ARMv8 Cortex-M TrustZone configuration
Hello Zephyr devel universe,
I have an NXP LPC55S69-EVK development board. It is based on an ARMv8 Cortex-M CPU with the TrustZone extension. Zephyr officially supports this board.
I want to run Zephyr OS inside the Non-Secure World and have the Secure World free for other services.
Question 1: Is this possible with the current version of the Zephyr project?
If the answer to the above question is yes, then
Question 2: How to achieve this separation using Zephyr's build system? Can you point me to a documentation? I can see GitHub issues and KConfig parameters which suggest that this should theoretically be possible.
What I expect is something similar to:
- The Zephyr build system should produce 2 binaries (for the Secure and Non-Secure worlds respectively) and 1 shared library, which is statically linked to the Non-Secure binary (for the Non-Secure-Callable veneers).
- The Secure binary is the bootloader, the code which configures the TrustZone separation and then starts the Non-Secure kernel.

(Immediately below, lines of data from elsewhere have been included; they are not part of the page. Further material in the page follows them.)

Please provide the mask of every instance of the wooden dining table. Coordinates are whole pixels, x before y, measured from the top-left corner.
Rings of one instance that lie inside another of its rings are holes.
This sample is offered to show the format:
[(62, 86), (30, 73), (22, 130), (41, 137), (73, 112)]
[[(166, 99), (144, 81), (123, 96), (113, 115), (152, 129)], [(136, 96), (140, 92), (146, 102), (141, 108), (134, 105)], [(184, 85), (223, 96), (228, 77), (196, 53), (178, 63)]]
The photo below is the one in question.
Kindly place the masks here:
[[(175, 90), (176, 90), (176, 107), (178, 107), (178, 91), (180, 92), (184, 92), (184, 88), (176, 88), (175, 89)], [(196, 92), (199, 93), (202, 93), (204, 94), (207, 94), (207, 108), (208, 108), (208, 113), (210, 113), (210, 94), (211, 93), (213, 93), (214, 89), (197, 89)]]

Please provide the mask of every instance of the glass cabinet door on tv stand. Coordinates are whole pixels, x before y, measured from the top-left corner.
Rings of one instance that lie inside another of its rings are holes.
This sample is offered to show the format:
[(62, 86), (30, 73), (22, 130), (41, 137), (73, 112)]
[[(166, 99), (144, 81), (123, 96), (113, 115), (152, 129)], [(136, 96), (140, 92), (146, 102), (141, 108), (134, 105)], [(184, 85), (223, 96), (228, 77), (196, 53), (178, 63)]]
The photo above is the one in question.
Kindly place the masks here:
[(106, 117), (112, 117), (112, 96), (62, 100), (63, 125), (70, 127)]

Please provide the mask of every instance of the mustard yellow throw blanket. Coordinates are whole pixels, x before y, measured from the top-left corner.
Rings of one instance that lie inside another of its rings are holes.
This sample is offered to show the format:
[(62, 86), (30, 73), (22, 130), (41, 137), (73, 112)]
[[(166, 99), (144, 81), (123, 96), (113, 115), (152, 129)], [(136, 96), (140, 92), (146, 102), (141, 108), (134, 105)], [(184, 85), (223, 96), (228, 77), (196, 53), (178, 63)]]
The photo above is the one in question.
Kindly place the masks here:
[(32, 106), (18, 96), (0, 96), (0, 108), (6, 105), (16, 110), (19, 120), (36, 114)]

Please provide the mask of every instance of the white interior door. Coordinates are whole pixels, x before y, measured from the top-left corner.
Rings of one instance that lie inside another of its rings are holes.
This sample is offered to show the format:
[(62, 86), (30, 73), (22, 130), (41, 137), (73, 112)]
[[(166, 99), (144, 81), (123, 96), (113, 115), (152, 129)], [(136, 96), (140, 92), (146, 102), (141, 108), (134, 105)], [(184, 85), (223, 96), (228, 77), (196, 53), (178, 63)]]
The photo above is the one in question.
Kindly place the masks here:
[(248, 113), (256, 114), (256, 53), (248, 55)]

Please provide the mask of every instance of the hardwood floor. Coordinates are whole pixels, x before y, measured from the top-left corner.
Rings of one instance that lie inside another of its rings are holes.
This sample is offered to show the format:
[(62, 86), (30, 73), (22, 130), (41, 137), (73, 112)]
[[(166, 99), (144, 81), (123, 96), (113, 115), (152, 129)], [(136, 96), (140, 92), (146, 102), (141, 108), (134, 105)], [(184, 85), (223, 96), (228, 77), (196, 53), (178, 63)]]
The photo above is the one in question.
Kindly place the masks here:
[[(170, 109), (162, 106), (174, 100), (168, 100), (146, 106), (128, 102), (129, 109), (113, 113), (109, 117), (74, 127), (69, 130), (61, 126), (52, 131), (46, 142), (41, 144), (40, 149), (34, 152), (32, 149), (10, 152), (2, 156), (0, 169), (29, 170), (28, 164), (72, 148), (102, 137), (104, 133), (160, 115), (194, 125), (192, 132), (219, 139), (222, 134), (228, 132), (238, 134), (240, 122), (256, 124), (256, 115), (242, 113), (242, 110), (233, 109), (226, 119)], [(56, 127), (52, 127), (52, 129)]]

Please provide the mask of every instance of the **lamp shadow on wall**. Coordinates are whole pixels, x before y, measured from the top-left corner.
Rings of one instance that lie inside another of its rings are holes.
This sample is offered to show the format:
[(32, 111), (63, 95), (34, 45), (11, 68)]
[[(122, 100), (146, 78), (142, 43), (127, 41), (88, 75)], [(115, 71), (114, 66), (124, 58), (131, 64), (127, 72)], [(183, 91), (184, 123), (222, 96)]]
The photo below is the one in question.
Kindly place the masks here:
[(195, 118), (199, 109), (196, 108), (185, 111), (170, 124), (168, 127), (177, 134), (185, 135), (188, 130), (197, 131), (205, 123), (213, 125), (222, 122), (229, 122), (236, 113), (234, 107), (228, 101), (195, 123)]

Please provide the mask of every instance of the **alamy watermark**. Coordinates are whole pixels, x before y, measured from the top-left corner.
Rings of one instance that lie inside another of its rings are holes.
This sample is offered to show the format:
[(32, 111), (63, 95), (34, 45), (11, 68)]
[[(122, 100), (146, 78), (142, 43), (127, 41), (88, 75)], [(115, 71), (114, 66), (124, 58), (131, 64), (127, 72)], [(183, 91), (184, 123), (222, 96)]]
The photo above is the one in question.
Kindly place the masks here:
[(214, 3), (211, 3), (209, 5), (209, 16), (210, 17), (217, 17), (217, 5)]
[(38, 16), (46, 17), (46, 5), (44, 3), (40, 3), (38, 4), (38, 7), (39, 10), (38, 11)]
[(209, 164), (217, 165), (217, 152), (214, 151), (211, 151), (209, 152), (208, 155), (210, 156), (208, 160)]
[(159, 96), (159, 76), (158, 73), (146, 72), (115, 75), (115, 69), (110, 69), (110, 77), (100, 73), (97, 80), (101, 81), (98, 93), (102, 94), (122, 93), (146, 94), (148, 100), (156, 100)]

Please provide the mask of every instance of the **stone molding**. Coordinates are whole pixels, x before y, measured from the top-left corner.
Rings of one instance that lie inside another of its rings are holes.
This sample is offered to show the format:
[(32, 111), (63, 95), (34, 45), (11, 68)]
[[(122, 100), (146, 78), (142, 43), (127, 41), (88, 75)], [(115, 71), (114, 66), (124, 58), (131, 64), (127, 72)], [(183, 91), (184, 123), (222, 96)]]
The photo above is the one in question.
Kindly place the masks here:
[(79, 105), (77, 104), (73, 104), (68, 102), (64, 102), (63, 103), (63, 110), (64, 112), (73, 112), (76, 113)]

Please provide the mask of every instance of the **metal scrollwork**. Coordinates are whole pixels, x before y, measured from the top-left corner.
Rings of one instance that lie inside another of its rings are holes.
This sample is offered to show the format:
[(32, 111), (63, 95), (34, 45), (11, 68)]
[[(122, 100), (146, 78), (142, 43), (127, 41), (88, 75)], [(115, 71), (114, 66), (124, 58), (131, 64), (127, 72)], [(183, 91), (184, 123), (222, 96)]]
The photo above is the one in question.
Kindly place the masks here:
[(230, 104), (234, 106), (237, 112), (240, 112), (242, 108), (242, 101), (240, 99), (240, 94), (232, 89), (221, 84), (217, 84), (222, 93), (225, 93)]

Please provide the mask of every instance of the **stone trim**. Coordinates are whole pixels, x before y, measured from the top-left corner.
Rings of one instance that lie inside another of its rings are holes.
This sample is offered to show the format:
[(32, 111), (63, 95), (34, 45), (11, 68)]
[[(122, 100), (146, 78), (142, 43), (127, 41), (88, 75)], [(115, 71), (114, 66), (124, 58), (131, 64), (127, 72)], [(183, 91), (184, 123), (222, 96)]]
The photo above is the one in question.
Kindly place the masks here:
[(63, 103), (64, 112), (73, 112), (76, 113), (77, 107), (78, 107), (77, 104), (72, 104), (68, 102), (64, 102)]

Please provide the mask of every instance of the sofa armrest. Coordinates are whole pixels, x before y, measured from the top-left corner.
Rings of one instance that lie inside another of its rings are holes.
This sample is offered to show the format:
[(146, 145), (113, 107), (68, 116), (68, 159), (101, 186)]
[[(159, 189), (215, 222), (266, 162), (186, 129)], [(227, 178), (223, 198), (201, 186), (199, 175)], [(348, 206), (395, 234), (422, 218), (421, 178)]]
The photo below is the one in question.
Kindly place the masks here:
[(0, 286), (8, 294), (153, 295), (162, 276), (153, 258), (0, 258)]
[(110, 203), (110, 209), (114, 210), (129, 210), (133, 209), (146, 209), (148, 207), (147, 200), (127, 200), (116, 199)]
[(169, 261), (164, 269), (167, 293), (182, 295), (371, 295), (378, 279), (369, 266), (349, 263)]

- The Non-Secure binary starts with the kernel initialisation and continues until the execution of the application threads.
- Executing `west flash` should be able to flash the Secure and Non-Secure binaries independently from one another.
Question 3: From the kernel developer's perspective: What do you guys expect from Zephyr's users? How should users configure the Secure/Non-Secure domains?